Remember to be skeptical of anything you learn,

even if you heard it on the Skeptics’ Guide to Emergency Medicine.

  • Cameron Wangsgard

    Just to clarify, I believe current guidelines state to maintain systolic BP 180 mmHg or MAP is >130 mmHg and there is not evidence of elevated ICP, then consider a modest reduction of BP (eg, MAP of 110 mm Hg or target BP of 160/90 mm Hg) using intermittent or continuous intravenous medications to control BP and clinically reexamine the patient every 15 min.”

    It’s not since the 1999 AHA/ASA Guidelines that the recommendation has been 180 mm Hg.

    I have a hard time keeping all these neuro BP guidelines straight, but I believe in summary, the guideline recommendations EM physicians should know are:

    BP < 160/90 mm Hg: Spontaneous intracranial hemorrhage. Per the guidelines, it’s “probably safe" to bring the systolic to < 140 mm Hg (great podcast though discussing the evidence, or lack there of, for this recommendation)

    BP < 185/110 mm Hg: To meet the inclusion criteria to be a tPA candidate in an acute ischemic stroke tPA candidate.

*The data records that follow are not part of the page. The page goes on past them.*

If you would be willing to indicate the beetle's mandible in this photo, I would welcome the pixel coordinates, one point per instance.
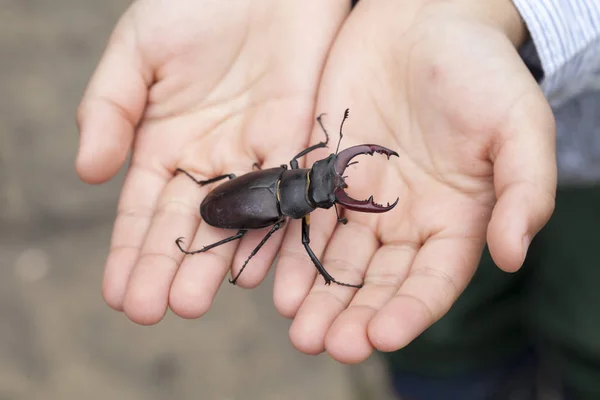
(265, 198)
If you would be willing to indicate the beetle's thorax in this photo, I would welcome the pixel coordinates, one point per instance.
(323, 180)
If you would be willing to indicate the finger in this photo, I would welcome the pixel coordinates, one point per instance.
(176, 214)
(440, 272)
(200, 275)
(346, 259)
(347, 340)
(137, 202)
(112, 107)
(525, 179)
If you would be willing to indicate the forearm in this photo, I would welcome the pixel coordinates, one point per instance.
(566, 36)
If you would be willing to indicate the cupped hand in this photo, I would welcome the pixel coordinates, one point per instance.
(441, 83)
(210, 87)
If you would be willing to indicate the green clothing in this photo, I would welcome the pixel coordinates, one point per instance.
(552, 303)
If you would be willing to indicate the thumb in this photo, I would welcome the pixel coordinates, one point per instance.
(525, 180)
(112, 107)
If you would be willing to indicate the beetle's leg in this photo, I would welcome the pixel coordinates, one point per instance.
(305, 241)
(294, 162)
(206, 182)
(344, 221)
(238, 235)
(262, 242)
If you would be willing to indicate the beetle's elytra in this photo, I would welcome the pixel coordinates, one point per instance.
(264, 198)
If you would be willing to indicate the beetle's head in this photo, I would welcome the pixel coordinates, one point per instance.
(327, 181)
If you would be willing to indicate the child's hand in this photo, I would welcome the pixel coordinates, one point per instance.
(211, 87)
(441, 83)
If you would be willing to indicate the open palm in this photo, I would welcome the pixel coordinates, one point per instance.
(475, 137)
(211, 87)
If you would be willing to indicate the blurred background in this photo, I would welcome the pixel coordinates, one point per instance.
(58, 339)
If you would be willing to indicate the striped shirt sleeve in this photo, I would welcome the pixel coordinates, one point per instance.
(566, 38)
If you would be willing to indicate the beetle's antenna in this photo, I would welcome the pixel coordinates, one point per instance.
(341, 126)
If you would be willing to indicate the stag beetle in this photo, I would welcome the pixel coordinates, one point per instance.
(264, 198)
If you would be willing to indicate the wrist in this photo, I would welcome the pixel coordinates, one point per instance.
(502, 15)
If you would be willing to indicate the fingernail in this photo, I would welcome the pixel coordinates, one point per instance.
(526, 243)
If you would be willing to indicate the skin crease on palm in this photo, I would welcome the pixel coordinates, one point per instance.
(440, 82)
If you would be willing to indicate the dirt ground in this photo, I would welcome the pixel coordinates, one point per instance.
(58, 340)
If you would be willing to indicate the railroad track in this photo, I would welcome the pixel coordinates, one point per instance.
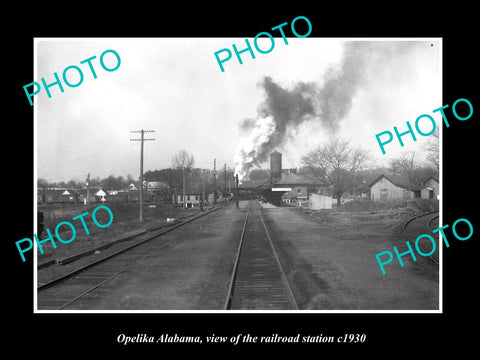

    BP ≤ 180/105 mm Hg: Once tPA started for tx ischemic stroke, the BP should be maintained ≤ 180/105 for at least the first 24 hours.

    • TheSGem

      Thank you for the feedback. You point is well taken. I was not clear on the AHA recommendations. There are layers to EBM:)

      The power of social media and peer review. I have now added the actual table from AHA for clarity.

      Please note that they are only Level C recommendations: Limited populations. Only consensus opinion of experts, case studies or standard of care.

      Keep listening and keep giving great feedback.

      Ken

    • http://wikem.org Dan Ostermayer

      Agreed. I can never remember either. Just added them up on the wiki to have as easy reference later: http://www.wikem.org/wiki/ICH

  • Rory Spiegel

    Great Podcast Ken!

    Just to add not only was INTERACT-2’s primary endpoint negative and the ordinal analysis they use to claim significance questionable, but if you examine the supplementary appendix, you will find the results of a secondary adjustment
    performed on this ordinal analysis. This is the very same statistical
    correction used in IST-3 to show statistical significance in otherwise
    negative 6-month outcomes. Only on this occasion it did just the
    opposite. After correcting for baseline imbalances, the borderline statistical
    significance of INTERACT-2’s ordinal analysis vanished.

    Further more the 0.05 difference on the EQ-5D scale the authors claimed as proof of significant
    improvement in functional outcome is below the 0.074
    threshold commonly regarded to be the lowest meaningful difference on
    this 100 point scale (1).

    Finally, there is an obvious inequity in a trial designed like INTERACT-2. The increased attention the agressive therapy group received because of the
    careful observation required to maintain a systolic BP under 140 introduces an obvious Hawthorne Effect. It is difficult to interpret this data as anything but negative.

    Thanks to both of you for a great podcast!

    1. Stephen J. Walters and John E. Brazier. Comparison of the Minimally
    Important Difference for Two Health State Utility Measures: EQ-5D and
    SF-6D Quality of Life Research Vol. 14, No. 6 (Aug., 2005), pp. 1523-1532

    • TheSGem

      Thank you for taking such a close look. I remain very skeptical of this whole ordinal analysis approach. While Pik will rant if you say “malignant hypertension” my trigger is IST-3.
      Ken

      • Rory Spiegel

        I agree. I think ordinal analysis is a valiant attempt to identify small changes in functional outcome that are missed by the more traditional dichotomous endpoint. Unfortunately in practice it leads a great deal to be desired. The biggest weakness is its reliance on the mRS. A scale that is so
        unreliable, two neurologists grading the very same patient one after
        another, often disagree by one or more points. Given this , it is unrealistic that these small “shifts” on the mRS translates into clinically relevant improvements in neurological outcomes.

  • Daniel Beamish

    Ischaemic stroke–keep BP <220, if they get tPA <180, and if they have a haemorrhagic conversion afterwards like my patient did today despite running a BP of around 160, do I now treat them as ICH? Should we be thinking 140 for the converters?